Department of Mineral and Petroleum Resources

Department overview
- Formed: 30 June 2024; 2 years ago
- Preceding agencies: Department of Mineral Resources; Department of Energy; Department of Mineral Resources and Energy;
- Jurisdiction: Government of South Africa
- Headquarters: 25°45′07″S 28°11′17″E﻿ / ﻿25.752°S 28.188°E;
- Annual budget: R27 billion (2021/2022)
- Minister responsible: Gwede Mantashe, Minister of Mineral and Petroleum Resources;
- Deputy Minister responsible: Phumzile Mgcina, Deputy Minister of Mineral and Petroleum Resources;
- Department executive: Jacob Mbele, Director General;
- Website: dmpr.gov.za

= Department of Mineral and Petroleum Resources =

South African national government department

The Department of Mineral and Petroleum Resources (DMPR) is a department of the South African government which is responsible for the mining industry of South Africa, exploitation of the country's mineral resources, and the South African petroleum industry.

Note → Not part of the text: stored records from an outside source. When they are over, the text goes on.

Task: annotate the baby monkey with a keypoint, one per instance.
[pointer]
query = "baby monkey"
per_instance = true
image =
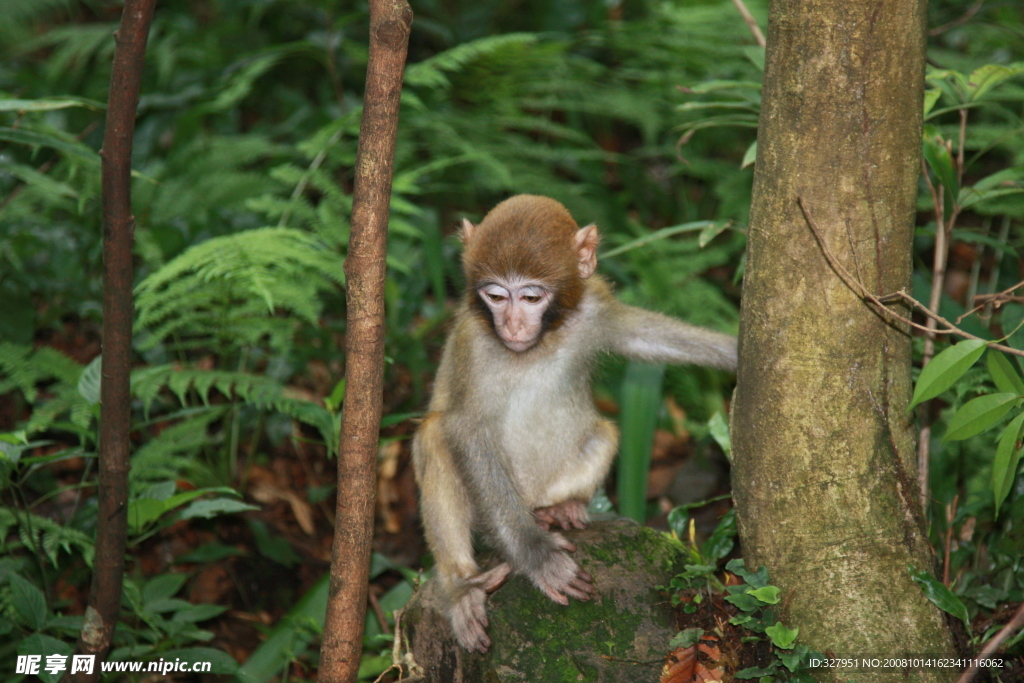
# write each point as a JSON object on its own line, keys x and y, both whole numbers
{"x": 512, "y": 443}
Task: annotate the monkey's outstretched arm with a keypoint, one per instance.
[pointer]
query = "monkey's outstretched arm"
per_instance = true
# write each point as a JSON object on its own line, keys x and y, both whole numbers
{"x": 641, "y": 334}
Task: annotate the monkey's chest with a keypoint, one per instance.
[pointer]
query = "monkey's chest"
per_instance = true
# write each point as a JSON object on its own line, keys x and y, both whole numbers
{"x": 545, "y": 422}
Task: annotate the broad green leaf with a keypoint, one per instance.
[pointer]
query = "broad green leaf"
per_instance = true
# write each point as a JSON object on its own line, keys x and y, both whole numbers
{"x": 719, "y": 430}
{"x": 978, "y": 415}
{"x": 945, "y": 369}
{"x": 1006, "y": 377}
{"x": 941, "y": 596}
{"x": 940, "y": 160}
{"x": 686, "y": 638}
{"x": 751, "y": 156}
{"x": 641, "y": 399}
{"x": 985, "y": 78}
{"x": 1008, "y": 455}
{"x": 766, "y": 594}
{"x": 781, "y": 636}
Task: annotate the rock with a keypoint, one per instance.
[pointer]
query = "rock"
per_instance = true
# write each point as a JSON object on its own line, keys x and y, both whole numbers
{"x": 621, "y": 635}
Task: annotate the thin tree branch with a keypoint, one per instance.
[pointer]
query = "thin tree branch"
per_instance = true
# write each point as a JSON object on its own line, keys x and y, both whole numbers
{"x": 365, "y": 270}
{"x": 880, "y": 301}
{"x": 119, "y": 309}
{"x": 752, "y": 24}
{"x": 993, "y": 644}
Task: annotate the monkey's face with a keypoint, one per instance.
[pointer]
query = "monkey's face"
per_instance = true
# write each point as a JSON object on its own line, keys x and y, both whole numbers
{"x": 517, "y": 308}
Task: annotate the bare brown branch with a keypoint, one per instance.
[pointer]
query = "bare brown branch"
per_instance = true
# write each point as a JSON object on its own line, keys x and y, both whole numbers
{"x": 119, "y": 309}
{"x": 752, "y": 24}
{"x": 880, "y": 301}
{"x": 365, "y": 270}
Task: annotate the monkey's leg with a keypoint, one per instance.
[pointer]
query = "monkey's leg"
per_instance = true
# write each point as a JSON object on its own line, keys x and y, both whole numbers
{"x": 570, "y": 514}
{"x": 448, "y": 512}
{"x": 570, "y": 492}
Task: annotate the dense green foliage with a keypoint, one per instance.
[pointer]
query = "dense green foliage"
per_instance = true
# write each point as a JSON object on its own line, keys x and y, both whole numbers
{"x": 637, "y": 117}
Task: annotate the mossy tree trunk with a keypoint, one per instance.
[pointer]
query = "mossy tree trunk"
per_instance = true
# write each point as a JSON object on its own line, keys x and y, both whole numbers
{"x": 824, "y": 464}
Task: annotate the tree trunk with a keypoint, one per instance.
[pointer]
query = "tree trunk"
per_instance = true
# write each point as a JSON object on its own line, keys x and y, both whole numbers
{"x": 119, "y": 310}
{"x": 824, "y": 465}
{"x": 365, "y": 272}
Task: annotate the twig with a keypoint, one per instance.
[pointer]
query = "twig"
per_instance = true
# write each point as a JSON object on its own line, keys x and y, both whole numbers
{"x": 751, "y": 23}
{"x": 995, "y": 300}
{"x": 115, "y": 419}
{"x": 993, "y": 644}
{"x": 993, "y": 276}
{"x": 881, "y": 301}
{"x": 950, "y": 515}
{"x": 365, "y": 270}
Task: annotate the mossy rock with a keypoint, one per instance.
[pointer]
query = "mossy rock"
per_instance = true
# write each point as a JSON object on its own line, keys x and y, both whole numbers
{"x": 621, "y": 635}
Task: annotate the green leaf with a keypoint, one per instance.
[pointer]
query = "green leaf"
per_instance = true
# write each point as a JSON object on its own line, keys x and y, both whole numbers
{"x": 719, "y": 430}
{"x": 945, "y": 369}
{"x": 795, "y": 658}
{"x": 745, "y": 602}
{"x": 39, "y": 139}
{"x": 1006, "y": 377}
{"x": 88, "y": 383}
{"x": 985, "y": 78}
{"x": 757, "y": 579}
{"x": 695, "y": 226}
{"x": 641, "y": 400}
{"x": 711, "y": 232}
{"x": 28, "y": 600}
{"x": 750, "y": 156}
{"x": 781, "y": 636}
{"x": 941, "y": 596}
{"x": 1008, "y": 455}
{"x": 766, "y": 594}
{"x": 48, "y": 104}
{"x": 940, "y": 160}
{"x": 686, "y": 638}
{"x": 978, "y": 415}
{"x": 207, "y": 509}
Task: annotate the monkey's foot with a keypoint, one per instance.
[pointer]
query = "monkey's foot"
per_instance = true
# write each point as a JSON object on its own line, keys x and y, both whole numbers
{"x": 560, "y": 578}
{"x": 570, "y": 514}
{"x": 469, "y": 613}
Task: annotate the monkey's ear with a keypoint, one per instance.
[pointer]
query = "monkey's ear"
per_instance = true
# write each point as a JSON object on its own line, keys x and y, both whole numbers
{"x": 466, "y": 233}
{"x": 586, "y": 242}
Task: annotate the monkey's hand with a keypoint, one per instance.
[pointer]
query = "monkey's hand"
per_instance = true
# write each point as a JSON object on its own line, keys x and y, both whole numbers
{"x": 468, "y": 613}
{"x": 559, "y": 577}
{"x": 570, "y": 514}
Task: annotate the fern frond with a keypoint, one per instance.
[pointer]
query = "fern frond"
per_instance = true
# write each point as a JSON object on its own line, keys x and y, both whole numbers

The department is led by the Minister of Mineral and Petroleum Resources, who is assisted by a deputy minister. As of August 2020 the minister is ANC member Gwede Mantashe.

== History ==

The department has undergone numerous changes over the years. It had a different portfolio grouping, and was known as the Department of Minerals and Energy, until July 2009. That month, it was divided by then-President Jacob Zuma into the Department of Mineral Resources and the Department of Energy.

In June 2019 President Cyril Ramaphosa announced that the two departments were to be reunited under the current name.

In 2024, as part of the Third cabinet of Cyril Ramaphosa, the President detached the energy portfolio from the department, forming a new Department of Electricity and Energy. The DMRE was renamed the Department of Mineral and Petroleum Resources (DMPR).